Some is from London at least, because I ended up behind one of the training cars a while ago.

I'm sceptical, but I'm not on the "never" path. It was going through one of the most annoying parts of my drive - for those that know the area, just outside of St Pancras heading up to Pentonville Road. At that point you have a lane split, comically bad driving, buses overlapping the lane, psychotic cyclists ignoring lanes and red lights and pedestrians on a tiny sliver in the middle of the three lanes continually trying to kill themselves in ever more novel and entirely unexpected ways.

If they tested it there and they still want to launch - huh. I'll be very interested to see it.
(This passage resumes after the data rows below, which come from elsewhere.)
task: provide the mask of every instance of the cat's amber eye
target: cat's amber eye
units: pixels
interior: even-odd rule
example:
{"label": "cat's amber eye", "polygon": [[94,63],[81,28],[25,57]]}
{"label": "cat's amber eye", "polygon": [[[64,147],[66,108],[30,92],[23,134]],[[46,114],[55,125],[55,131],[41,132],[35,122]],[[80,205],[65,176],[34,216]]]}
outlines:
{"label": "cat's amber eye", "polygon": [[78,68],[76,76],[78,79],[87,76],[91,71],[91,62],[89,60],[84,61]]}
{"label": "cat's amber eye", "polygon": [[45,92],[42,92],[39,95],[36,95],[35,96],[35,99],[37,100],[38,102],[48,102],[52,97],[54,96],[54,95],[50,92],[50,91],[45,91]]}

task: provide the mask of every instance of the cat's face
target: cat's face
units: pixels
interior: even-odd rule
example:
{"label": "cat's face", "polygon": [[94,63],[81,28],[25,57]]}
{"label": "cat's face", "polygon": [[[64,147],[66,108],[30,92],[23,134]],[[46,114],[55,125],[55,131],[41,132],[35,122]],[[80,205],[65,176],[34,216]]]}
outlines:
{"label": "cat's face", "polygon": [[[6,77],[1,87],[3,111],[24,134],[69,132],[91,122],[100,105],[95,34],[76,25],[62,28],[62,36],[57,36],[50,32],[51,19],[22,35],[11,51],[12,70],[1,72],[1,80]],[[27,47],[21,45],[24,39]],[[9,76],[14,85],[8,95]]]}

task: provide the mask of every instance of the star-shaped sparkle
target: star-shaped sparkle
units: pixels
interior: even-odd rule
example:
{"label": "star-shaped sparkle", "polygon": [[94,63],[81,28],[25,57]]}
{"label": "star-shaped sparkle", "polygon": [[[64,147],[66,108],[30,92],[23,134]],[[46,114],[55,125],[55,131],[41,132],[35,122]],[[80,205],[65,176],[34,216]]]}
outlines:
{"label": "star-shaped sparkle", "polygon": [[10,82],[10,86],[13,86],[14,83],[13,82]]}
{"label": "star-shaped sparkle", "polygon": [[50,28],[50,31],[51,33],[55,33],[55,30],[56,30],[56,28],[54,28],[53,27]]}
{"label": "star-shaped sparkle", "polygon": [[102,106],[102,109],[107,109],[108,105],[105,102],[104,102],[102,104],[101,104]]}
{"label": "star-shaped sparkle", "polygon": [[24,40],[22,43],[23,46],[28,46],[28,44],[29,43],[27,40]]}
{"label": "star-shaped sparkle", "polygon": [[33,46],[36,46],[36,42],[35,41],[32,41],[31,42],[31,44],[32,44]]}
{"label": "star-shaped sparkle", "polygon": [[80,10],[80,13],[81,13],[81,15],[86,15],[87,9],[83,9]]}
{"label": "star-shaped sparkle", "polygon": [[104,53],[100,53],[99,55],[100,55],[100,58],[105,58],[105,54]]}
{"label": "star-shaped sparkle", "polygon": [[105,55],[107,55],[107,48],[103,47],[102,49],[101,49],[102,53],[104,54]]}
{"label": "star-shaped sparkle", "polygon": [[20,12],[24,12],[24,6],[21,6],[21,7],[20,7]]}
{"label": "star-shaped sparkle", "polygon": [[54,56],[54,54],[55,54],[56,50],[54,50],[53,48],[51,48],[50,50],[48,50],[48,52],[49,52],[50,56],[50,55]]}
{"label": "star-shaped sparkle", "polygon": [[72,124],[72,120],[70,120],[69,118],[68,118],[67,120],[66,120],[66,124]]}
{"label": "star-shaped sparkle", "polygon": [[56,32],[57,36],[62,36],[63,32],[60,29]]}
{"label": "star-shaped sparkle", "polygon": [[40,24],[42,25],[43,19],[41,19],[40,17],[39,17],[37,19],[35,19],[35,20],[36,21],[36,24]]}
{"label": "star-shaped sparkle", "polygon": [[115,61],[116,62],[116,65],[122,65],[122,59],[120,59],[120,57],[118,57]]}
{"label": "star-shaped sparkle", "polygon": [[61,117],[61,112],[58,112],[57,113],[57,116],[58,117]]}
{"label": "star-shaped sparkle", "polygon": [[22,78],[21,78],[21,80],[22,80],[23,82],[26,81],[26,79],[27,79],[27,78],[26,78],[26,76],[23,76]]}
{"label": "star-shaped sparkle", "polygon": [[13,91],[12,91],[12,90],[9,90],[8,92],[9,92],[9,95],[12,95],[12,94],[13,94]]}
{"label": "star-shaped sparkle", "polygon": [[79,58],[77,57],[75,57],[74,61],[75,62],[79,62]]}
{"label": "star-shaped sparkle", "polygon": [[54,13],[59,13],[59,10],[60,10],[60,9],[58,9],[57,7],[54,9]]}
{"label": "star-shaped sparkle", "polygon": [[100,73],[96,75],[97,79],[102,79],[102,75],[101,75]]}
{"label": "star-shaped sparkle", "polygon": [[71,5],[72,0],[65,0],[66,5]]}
Comment Re:Why not OpenDocument Format? (Score 3, Insightful) 144

Why not PDF - releasing archive documents in an editable format isn't the way forward either. Obviously in this case it's more of a statement than a technical choice, but...yep, archiveable read-only is the way forward for things like this. They shouldn't have been editable to start with.

Comment GCR (Score 2) 57

I'm reading a lot of "it's simple, just get a...". If you read the article, it says they're "associated with an early Mac computer". That almost certainly means these a GCR formatted disks, and need a drive that can do variable speed rotation.

It's not impossible obviously, but it's likely the best way to do this is with a vintage Mac itself. Which then implies hooking up a mass storage device of some kind to that Mac so that it can be transferred to something more modern. So not super rare and impossible, but definitely fiddly.
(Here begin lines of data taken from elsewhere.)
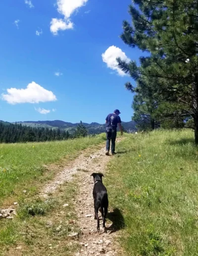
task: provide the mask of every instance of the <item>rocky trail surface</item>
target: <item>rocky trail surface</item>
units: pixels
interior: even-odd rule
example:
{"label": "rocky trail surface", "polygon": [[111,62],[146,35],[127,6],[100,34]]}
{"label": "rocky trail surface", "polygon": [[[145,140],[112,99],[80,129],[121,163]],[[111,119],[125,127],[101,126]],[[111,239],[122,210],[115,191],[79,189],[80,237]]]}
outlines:
{"label": "rocky trail surface", "polygon": [[[48,193],[55,192],[60,185],[64,182],[71,181],[74,179],[75,175],[75,179],[77,181],[79,190],[74,203],[78,216],[77,224],[81,231],[78,240],[80,249],[75,254],[76,256],[123,255],[117,242],[119,232],[116,232],[116,229],[113,223],[113,215],[114,218],[116,218],[116,213],[111,208],[111,206],[109,205],[107,215],[108,219],[106,223],[105,230],[102,228],[100,212],[99,232],[97,231],[97,220],[94,219],[93,197],[94,183],[93,177],[91,177],[91,175],[93,172],[101,172],[105,177],[106,165],[113,157],[105,156],[105,147],[103,147],[89,157],[82,154],[73,163],[58,173],[55,179],[47,184],[41,192],[41,196],[48,197]],[[113,216],[113,222],[109,220],[111,218],[108,216]]]}

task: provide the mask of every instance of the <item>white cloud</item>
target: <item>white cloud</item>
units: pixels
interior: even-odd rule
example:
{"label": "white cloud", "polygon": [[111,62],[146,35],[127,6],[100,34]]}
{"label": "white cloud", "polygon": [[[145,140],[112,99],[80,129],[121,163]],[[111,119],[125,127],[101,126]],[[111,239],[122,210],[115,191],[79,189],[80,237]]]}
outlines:
{"label": "white cloud", "polygon": [[60,75],[62,75],[62,73],[61,73],[60,72],[55,72],[54,75],[56,76],[60,76]]}
{"label": "white cloud", "polygon": [[39,31],[38,30],[37,30],[36,31],[36,34],[37,36],[40,36],[40,35],[42,35],[43,34],[43,30],[41,29],[41,31]]}
{"label": "white cloud", "polygon": [[41,108],[38,108],[37,109],[36,108],[35,108],[35,110],[36,111],[38,111],[40,114],[43,114],[44,115],[46,115],[47,114],[50,113],[50,111],[49,109],[42,109]]}
{"label": "white cloud", "polygon": [[72,29],[73,23],[69,20],[64,20],[62,19],[52,19],[50,23],[50,31],[55,35],[58,34],[59,30],[66,30],[66,29]]}
{"label": "white cloud", "polygon": [[20,19],[17,19],[14,21],[14,24],[16,25],[17,28],[18,29],[18,23],[20,22]]}
{"label": "white cloud", "polygon": [[1,99],[10,104],[18,103],[39,103],[57,100],[55,95],[51,91],[32,82],[25,89],[10,88],[7,89],[7,94],[2,94]]}
{"label": "white cloud", "polygon": [[50,22],[50,30],[56,35],[59,30],[72,29],[74,23],[71,21],[71,15],[79,8],[84,5],[88,0],[56,0],[57,11],[64,16],[63,19],[52,18]]}
{"label": "white cloud", "polygon": [[33,8],[34,7],[31,0],[25,0],[25,3],[27,4],[30,8]]}
{"label": "white cloud", "polygon": [[129,62],[130,60],[120,48],[112,45],[102,54],[102,57],[103,62],[106,64],[108,67],[116,70],[118,74],[121,76],[126,75],[126,74],[118,67],[116,58],[120,57],[122,60],[127,62]]}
Comment Re:Universal fix (Score 1) 215

Hmm - that site mixes operating systems with SSL usage on the same graph. But the other thing is - it's stats about public facing internet accessible sites. The majority of Red Hat clients are RHEL are internal or data centre, non-public. I'm struggling to get a link that works, but the 2025 estimate is around around 43% market share, and I'm honestly surprised it's that low.

Comment Re:As if "leading" in frequent bugs to fix was goo (Score 4, Informative) 107

Updates aren't necessarily bug fixes - I had a lot of functionality upgrades on my cars from them as well. And also, you're fooling yourself if you think the other cars don't need bug fixes - it's just that they don't get them until the service. This is the "we never needed updates with cartridges" fallacy - yes we did, we just never got them. I can name 8 bit games for the Spectrum which flat out didn't work, and there were plenty of ROM or even EPROM revisions shipped on older computers before downloadable patches became the norm.

There's now a LeapMotor car in my family too. That LeapMoter also had a slick OTA update without any hassles whatsoever. They're not quite there though - registering the car with their app requires dealer action on order numbers or something, and that's still not sorted out. The OTA stuff though - couldn't fault it at all.a

Comment Good on the 2025 leadership (Score 1) 33

That's really not a good look. We're saying that until the 2025 leadership, an institution for information professionals didn't have information about its own professional organisation.

I don't know any of the background here, but well done to the 2025 crowd who dug in, found it and acted according to reality.

Comment Re:Can we get 64 bit for Linux? (Score 1) 39

It's mostly WINE though isn't it? Well, Proton but still. That has the 64bit-32bit thunking layer required. Native Linux builds would need to be 64 bit true, but that's where I was going with the "10-20%" bit.

I run 32bit Windows games on ARM via Rosetta/MacPortingToolkit. So long as the game itself is tricked into believing it's in a 32bit universe, it's happy.